[ RadSafe ] Radiation risks associated with tobacco revised downwards Radioactivity in cigarettes a review
parthasarathy k s
ksparth at yahoo.co.uk
Tue Mar 29 09:24:30 CDT 2011
Radiation dose to lung is due to polonium-210 and lead 210 in the tobacco. We
cannot measure them directly. There are standard radio-analytical methods
available for it. The presence of these nuclides in cigarettes was known for
the past several decades. I wrote a review on the topic a few years ago. You
can access one of them at:
From: "Franta, Jaroslav" <frantaj at aecl.ca>
To: radsafe at health.phys.iit.edu
Sent: Tue, 29 March, 2011 19:12:31
Subject: Re: [ RadSafe ] Radiation risks associated with tobacco revised
UNRESTRICTED | ILLIMITÉ
Regarding radium 226 and polonium 210 in tobacco leaves, what type of
instrumentation can detect these + daughter radionuclides in, say, a large
carton of cigarettes ?
Is spectroscopy showing identifiable peaks possible ? ....with portable machines
? ....how much time required to get clear ID ?
From: radsafe-bounces at radlab.nl [mailto:radsafe-bounces at radlab.nl]On
Behalf Of Colette Tremblay
Sent: January 6, 2009 11:09 AM
To: radsafe at radlab.nl
Subject: [ RadSafe ] Radiation risks associated with tobacco revised downwards
Here is a quick English translation of a paper published in today's LE MONDE
(Paris, France) newspaper. The original French language article is available at:
Do cigarettes consumers face, without knowing it, the risk of irradiation from
radioactive substances in tobacco? A team of French specialists, led by Jacques
and Anne Julian Simon (Central Nuclear Medicine, CHU Toulouse Purpan), brings,
in a study released Tuesday January 6 at the National Academy of Medicine, a new
light, to re-evaluate downwards the estimates of radiation exposure that
prevailed until then.
The question was raised since March 2006, when experts from the International
Atomic Energy (IAEA) reported that the "radiation exposure" related to the
consumption of 20 cigarettes per day was an average annual dose of 53
millisieverts ( mSv). Such exposure to radiation is far from negligible, since
it amounts to more than 20 times the annual average natural exposure in France
(about 2.4 mSv) and 2.5 times the individual annual limit that the regulations
allow for nuclear workers (20 mSv / year). It would be a statistically
significant risk of radiation-induced cancers.

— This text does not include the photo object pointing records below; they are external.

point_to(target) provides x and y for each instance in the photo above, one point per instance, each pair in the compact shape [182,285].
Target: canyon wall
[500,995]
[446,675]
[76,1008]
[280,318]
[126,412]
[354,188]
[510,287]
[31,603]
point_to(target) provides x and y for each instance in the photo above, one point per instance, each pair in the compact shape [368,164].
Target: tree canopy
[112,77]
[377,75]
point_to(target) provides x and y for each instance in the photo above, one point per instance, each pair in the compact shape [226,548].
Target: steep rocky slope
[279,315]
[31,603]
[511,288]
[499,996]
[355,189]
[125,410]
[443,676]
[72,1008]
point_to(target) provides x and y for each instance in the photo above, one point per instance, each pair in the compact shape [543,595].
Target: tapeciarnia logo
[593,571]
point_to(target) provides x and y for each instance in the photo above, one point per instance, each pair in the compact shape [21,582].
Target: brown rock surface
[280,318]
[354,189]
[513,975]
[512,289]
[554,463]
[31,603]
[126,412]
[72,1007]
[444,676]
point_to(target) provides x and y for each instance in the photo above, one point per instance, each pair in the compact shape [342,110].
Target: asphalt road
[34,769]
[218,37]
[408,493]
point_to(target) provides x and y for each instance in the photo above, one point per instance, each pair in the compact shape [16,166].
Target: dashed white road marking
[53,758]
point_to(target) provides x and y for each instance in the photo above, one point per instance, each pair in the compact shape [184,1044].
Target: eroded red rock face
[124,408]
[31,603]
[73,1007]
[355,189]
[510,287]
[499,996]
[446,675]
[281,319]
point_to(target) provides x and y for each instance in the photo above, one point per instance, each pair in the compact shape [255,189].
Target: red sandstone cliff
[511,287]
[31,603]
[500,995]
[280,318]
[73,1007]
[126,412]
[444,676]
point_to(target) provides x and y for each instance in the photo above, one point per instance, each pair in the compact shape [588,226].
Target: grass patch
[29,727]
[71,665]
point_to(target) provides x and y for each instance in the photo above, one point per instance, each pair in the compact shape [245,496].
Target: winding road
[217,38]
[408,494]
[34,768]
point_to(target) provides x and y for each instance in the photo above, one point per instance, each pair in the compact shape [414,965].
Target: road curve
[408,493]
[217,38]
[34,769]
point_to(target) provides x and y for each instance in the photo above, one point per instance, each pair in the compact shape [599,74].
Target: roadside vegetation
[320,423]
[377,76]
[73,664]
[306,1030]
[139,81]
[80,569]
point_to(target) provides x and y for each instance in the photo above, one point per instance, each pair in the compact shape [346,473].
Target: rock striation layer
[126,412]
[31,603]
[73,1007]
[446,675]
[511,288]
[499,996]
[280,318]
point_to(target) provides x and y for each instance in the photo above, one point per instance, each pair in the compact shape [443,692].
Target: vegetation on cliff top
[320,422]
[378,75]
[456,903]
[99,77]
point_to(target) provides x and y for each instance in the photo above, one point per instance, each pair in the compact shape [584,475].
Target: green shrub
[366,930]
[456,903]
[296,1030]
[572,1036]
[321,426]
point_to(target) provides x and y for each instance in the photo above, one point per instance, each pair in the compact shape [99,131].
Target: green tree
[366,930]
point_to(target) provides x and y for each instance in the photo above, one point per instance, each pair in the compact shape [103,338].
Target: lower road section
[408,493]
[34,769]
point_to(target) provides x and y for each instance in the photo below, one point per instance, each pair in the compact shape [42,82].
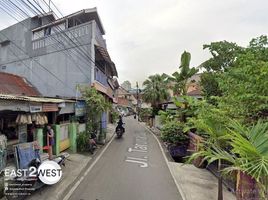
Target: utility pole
[49,9]
[137,108]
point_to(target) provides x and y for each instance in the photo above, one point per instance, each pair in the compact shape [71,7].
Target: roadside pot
[193,147]
[178,152]
[246,187]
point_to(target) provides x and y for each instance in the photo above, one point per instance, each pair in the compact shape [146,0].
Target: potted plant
[248,156]
[172,133]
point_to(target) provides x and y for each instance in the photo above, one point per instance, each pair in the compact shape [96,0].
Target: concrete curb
[90,165]
[179,187]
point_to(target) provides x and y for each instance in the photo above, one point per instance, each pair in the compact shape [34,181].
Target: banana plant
[248,152]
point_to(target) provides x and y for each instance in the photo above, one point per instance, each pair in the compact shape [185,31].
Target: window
[47,31]
[3,68]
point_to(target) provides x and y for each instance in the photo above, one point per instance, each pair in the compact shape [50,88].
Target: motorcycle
[120,130]
[92,143]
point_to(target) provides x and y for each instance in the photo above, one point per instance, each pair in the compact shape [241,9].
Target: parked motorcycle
[92,143]
[31,183]
[120,130]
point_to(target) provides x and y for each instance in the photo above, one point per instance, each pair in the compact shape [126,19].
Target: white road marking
[68,195]
[136,150]
[143,164]
[142,159]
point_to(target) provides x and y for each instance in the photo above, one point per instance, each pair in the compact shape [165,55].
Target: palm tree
[248,157]
[180,78]
[155,90]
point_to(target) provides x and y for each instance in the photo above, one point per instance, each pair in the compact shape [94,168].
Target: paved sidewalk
[195,183]
[75,165]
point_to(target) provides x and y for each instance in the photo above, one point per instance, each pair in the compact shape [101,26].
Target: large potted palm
[248,158]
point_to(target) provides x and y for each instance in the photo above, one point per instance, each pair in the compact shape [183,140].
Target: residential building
[58,55]
[126,85]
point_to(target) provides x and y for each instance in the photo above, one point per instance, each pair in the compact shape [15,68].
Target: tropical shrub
[180,78]
[248,151]
[155,91]
[114,115]
[145,113]
[172,132]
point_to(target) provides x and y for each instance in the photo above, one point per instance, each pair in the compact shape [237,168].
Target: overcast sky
[145,37]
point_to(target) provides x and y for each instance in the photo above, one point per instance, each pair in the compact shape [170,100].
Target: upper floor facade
[57,55]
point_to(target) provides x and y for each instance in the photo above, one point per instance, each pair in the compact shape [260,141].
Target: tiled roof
[16,85]
[196,92]
[33,99]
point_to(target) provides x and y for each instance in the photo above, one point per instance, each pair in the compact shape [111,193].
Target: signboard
[80,108]
[35,109]
[22,133]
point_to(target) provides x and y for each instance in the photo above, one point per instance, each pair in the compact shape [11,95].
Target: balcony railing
[101,77]
[62,37]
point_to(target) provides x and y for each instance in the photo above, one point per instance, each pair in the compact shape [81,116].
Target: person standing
[50,141]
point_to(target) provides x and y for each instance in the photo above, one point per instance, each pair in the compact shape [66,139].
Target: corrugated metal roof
[104,53]
[16,85]
[33,99]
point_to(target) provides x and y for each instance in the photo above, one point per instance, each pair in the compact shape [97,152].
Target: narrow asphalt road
[132,168]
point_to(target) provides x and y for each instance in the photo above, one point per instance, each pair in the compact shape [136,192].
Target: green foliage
[96,104]
[239,76]
[166,116]
[248,153]
[187,107]
[114,115]
[223,54]
[180,78]
[172,132]
[155,90]
[244,87]
[82,141]
[210,86]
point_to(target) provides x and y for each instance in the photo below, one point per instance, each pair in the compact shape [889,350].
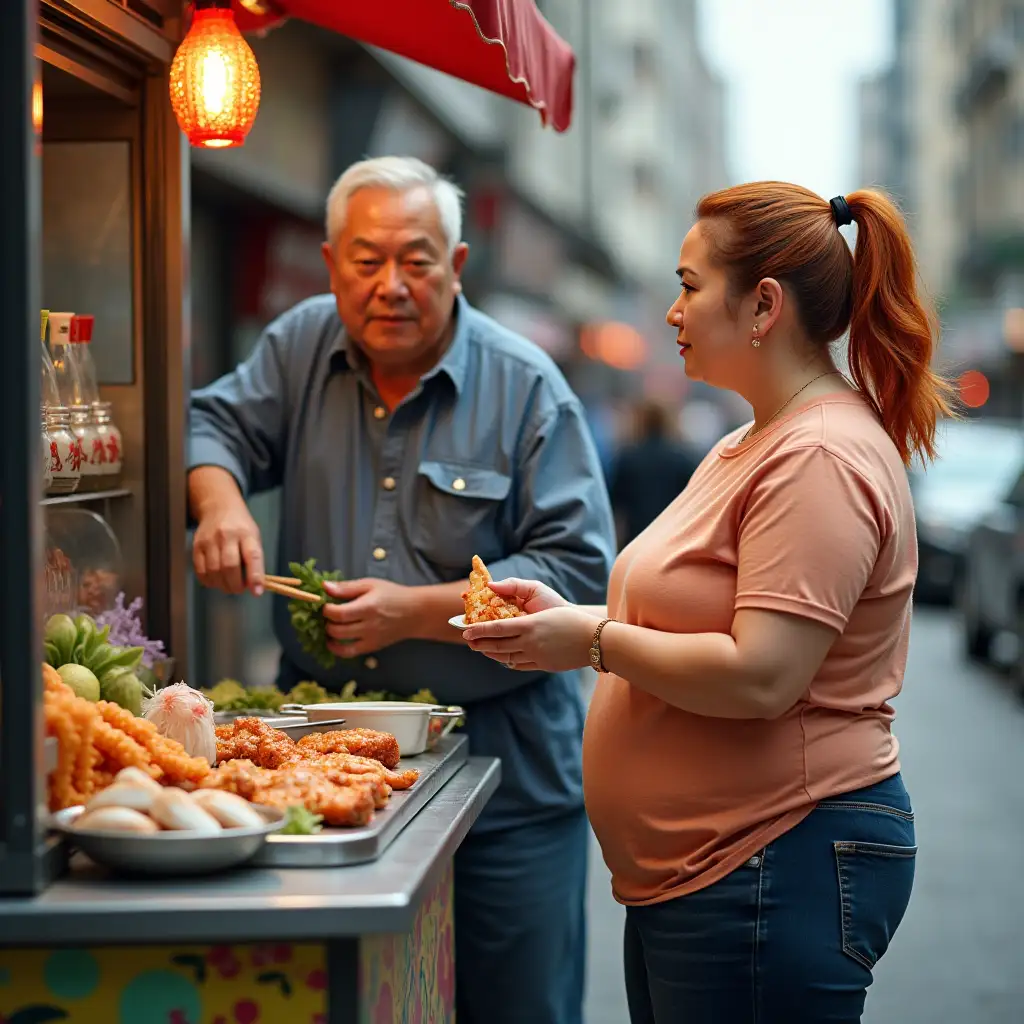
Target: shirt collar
[453,363]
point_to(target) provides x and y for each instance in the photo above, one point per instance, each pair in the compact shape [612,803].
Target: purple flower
[126,630]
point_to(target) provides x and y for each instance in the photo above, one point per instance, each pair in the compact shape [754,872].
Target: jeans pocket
[875,884]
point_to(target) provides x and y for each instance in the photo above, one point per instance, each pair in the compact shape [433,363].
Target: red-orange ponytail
[781,230]
[893,335]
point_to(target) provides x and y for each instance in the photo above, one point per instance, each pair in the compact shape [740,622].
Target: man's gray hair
[400,174]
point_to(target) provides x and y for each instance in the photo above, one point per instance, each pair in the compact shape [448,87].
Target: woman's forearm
[700,673]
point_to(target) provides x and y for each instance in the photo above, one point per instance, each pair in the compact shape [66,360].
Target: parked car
[992,594]
[978,462]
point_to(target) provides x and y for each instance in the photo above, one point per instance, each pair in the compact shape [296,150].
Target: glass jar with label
[93,451]
[45,445]
[108,449]
[66,452]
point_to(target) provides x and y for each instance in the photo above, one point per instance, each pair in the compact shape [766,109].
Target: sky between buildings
[792,69]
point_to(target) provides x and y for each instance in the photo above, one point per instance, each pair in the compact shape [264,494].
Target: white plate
[172,852]
[416,726]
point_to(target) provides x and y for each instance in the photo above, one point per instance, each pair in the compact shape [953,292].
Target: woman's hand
[556,639]
[528,594]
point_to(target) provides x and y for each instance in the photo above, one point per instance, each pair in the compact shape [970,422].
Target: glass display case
[95,183]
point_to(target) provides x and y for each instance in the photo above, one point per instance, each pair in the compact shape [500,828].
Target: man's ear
[459,257]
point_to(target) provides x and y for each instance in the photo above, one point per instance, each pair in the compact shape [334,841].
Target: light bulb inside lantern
[37,107]
[214,81]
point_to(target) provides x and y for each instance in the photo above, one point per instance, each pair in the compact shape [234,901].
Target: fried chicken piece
[342,806]
[282,787]
[239,776]
[252,739]
[337,774]
[482,604]
[380,747]
[352,764]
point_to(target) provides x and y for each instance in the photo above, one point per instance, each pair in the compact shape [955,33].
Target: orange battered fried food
[482,604]
[340,805]
[380,747]
[352,764]
[239,776]
[329,767]
[168,755]
[298,783]
[252,739]
[96,740]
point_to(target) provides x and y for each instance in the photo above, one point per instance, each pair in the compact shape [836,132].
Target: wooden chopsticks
[285,587]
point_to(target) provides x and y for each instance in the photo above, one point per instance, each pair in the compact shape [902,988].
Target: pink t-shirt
[813,517]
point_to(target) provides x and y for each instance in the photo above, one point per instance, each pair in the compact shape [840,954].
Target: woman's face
[714,339]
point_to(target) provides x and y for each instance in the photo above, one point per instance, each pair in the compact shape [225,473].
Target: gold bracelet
[595,648]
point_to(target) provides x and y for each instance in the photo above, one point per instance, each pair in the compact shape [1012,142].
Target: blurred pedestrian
[649,473]
[408,432]
[739,765]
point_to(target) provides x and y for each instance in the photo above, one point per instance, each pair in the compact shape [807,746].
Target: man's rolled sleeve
[564,535]
[239,422]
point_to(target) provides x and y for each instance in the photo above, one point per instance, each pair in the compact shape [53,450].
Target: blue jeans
[793,935]
[520,898]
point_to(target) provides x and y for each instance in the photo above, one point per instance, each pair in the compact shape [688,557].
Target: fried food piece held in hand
[482,604]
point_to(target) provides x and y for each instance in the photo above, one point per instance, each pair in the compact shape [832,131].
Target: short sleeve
[809,538]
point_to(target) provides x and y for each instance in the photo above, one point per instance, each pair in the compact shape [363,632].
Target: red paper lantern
[214,79]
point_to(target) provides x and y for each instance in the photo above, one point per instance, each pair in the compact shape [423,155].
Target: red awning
[502,45]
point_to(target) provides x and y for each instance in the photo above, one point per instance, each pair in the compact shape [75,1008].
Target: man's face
[393,278]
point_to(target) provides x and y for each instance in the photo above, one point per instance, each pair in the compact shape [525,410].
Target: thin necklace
[750,433]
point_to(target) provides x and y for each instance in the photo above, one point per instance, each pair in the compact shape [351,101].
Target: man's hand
[227,541]
[376,614]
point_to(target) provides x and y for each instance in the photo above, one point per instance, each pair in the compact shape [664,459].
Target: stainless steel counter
[254,904]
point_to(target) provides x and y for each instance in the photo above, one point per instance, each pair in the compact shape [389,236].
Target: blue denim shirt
[489,455]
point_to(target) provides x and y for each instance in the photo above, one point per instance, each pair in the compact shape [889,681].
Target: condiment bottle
[47,395]
[108,449]
[69,382]
[81,354]
[93,451]
[47,472]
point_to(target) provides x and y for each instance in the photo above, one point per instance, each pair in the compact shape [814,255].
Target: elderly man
[408,431]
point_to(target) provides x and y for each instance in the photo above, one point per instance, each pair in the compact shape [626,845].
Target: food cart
[95,216]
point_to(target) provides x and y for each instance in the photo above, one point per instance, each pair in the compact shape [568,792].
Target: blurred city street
[956,957]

Although generally unknown to consumers, the radioactive character of tobacco is
an accepted by all researchers in this field. The origin of this radiation is
due mostly to the application of phosphate fertilizers containing various
radionuclides, including radium 226 and polonium 210. The natural radioactivity
due to telluric radon 222 is, on the other hand, an indirect cause of the
tobacco radioactivity. Various works have also highlighted large differences due
to the origin of tobacco plants and cultivation methods.
It was in this context that was assessed the level of consumer exposure to this
radiation and the role it can play in the occurrence of lung cancer.
Since 2006, the disturbing conclusions of the IAEA have been included in various
journals and other researchers found that consumers of tobacco are exposed to
higher doses, up to 80 mSv per year.
In contrast, a study published in March 2007 in the journal Radiation Protection
Dosimetry-concluded that consumption of 20 cigarettes per day corresponded to an
exposure of about 0.17 mSv. This dose, 300 times lower than the estimates of the
IAEA, corresponds to the radiation exposure caused by a 16-hour duration
long-distance flight or two chest X-rays.
In trying to understand the origin of such discrepancies, the French team
carried out a methodical analysis of all available publications. After
explaining the different scientific approaches to assess the levels of exposure
to such radiation, the authors suggest that smoking "delivers an effective small
dose of artificial radiation, around 0.4 mSv per year". "The IAEA estimate at 53
mSv per year can not be accepted," they said. The contradictory data on the
artificial radiation linked to smoking are due to the use by the IAEA of an
unusual methodology that does not conform to the existing scientific use for
studying the expression and quantification of human exposure to ionizing
The authors point out, however, that smoking is responsible each year in France,
of about 60 000 premature deaths, including 45 000 from cancer.